Today @ Colorado State has been replaced by SOURCE. This site exists as an archive of Today @ Colorado State stories between January 1, 2009 and September 8, 2014.

Research / Discovery

Matt Hickey speaks about ethics in a keynote Oct. 20

October 17, 2011

Matt HickeyThe glue of our communities

Ethics informs every discipline at CSU and is the glue that holds our university community – and, in fact, any community – together.

Ethics are a top priority of CSU leadership, and evidence of that emphasis is the university’s Ethics Infusion Program, driven by the offices of Provost and Vice President for Research. The goal of the program is to teach faculty to talk about and teach professional ethics to CSU students – which is is increasingly becoming de-emphasized on many campuses.

As part of the program’s efforts, Matt Hickey, the chair of the Institutional Review Board, will talk about how CSU can respond to questions about ethics.

Keynote Address, Dedication on Thursday

Hickey will give the keynote address at 4 p.m. Thursday, Oct. 20, in Room 100 Eddy Building.The keynote is part of the dedication of the Jann Benson Ethics Center in the Department of Philosophy, which will include a reception at 3:30 p.m. The event is sponsored by the Department of Philosophy and the Research Integrity and Compliance Review Office. Jane Kneller, head of the philosophy department, is co-director of the Ethics Infusion Program.

Hickey believes that ethics are integral to a university and foundational component of what CSU stands for. Hickey has been recognized as a leader in teaching, research, mentoring and training in bioethics at CSU.

 “CSU has always been a leader in thoughtful discussion and ethics development around research, but we’ve noticed a renewed interest in expanding the discussion of ethics in a broader context across the university, to touch literally all corners of the university’s foundation – teaching, research, outreach,” said Kathy Partin, director of the Research Integrity and Compliance Review Office.

 Hickey’s talk will mix the history of ethics, how a university fits into ethics discussion and education, and about how CSU can infuse ethics into the 21st century university.

Poster for eventHickey believes that universities are social institutions that have traditionally played a substantive role in determining what is ethical. He argues that universities have increased in cultural stature and influence in several ways and potentially play an even larger role in ethics education and character formation than in the past, for good or ill.
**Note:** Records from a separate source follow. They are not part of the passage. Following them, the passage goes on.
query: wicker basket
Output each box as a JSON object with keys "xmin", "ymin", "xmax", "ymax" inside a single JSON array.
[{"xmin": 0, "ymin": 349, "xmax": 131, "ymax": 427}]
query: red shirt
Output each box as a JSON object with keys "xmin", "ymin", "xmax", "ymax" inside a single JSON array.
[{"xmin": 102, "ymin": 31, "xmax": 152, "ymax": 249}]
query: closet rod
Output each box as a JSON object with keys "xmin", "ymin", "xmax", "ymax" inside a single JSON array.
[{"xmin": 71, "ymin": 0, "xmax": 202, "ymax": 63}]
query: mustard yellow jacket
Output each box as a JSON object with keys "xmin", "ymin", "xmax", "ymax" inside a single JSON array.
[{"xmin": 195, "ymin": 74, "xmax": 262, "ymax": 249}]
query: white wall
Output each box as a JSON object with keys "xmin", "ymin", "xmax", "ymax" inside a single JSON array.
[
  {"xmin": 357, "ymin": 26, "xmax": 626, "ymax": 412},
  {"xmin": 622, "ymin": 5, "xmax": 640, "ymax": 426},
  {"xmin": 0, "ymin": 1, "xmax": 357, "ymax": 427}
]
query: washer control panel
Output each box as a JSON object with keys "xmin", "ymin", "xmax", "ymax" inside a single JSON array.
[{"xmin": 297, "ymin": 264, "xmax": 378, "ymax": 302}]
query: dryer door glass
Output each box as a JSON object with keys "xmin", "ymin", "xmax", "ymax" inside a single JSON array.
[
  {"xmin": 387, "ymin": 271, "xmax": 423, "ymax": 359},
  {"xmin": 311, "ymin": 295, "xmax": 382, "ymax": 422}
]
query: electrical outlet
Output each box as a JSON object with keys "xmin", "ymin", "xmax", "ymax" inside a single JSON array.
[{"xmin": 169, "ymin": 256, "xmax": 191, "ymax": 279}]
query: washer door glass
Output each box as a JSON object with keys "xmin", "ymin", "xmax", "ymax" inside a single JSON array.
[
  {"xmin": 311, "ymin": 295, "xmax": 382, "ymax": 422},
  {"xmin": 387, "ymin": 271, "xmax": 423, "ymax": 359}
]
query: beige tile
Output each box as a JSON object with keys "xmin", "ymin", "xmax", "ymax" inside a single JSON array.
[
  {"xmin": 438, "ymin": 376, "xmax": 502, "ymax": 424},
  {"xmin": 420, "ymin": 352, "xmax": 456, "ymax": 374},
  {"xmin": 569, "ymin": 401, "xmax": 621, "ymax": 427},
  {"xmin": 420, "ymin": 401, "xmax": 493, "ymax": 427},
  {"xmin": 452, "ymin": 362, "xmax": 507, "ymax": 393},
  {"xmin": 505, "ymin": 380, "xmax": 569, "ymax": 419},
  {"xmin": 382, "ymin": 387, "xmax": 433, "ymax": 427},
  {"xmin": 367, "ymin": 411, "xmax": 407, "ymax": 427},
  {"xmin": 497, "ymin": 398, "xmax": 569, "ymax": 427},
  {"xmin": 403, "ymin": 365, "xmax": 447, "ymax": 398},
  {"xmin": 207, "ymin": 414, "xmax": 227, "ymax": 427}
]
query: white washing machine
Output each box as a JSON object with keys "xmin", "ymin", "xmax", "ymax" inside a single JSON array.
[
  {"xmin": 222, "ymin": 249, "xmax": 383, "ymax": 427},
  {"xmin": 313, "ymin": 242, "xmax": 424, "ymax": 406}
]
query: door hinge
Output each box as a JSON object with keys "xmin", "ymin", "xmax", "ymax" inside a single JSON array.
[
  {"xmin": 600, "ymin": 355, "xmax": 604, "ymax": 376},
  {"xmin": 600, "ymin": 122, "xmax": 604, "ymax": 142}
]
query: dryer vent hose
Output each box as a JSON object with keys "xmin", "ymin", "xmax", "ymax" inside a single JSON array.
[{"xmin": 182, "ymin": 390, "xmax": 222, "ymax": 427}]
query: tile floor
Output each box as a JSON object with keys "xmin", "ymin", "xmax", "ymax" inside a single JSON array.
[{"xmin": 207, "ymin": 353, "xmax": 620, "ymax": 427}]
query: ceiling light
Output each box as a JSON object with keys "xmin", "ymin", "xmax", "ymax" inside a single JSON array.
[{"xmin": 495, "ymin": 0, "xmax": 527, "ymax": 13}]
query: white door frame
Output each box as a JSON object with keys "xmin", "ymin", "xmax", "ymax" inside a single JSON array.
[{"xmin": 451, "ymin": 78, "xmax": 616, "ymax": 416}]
However, the trend over the past 100 years or so is to move ethics education and discussion out from the core place it has occupied in university classrooms for more than 1,000 years.  Hickey’s talk with hit upon some important questions: Is teaching ethics a central or peripheral part of university curriculum? Where does ethics education fit in the modern university? If CSU is training students in various areas related to biotechnology, biomedical engineering, international affairs, anthropology or any other discipline, how does the university create the foundation and an advanced understanding of applied ethics, so when students graduate they are attentive to ethics?

In addition to the lecture by Hickey, Partin said that the Ethics Infusion Program, which is funded by the Provost, is divided into three parts that train faculty to help other faculty and students with ethical theories and applied ethical principle; applied principles for responsible conduct of research; and participant presentations based on issues in individual disciplines.

 “Colorado State leadership is thrilled to be able to enhance its overall programs in academic integrity with our ethics infusion initiative,” said Provost Rick Miranda. “Not only will we be providing mandatory training to researchers all across campus, but we will also be developing unique instructional opportunities for our students which will be a model for the country.”

Hickey is a professor in the Department of Health and Exercise Sciences, part of the College of Applied Human Sciences. His training is in human bioenergetics. He’s been at CSU since 1997.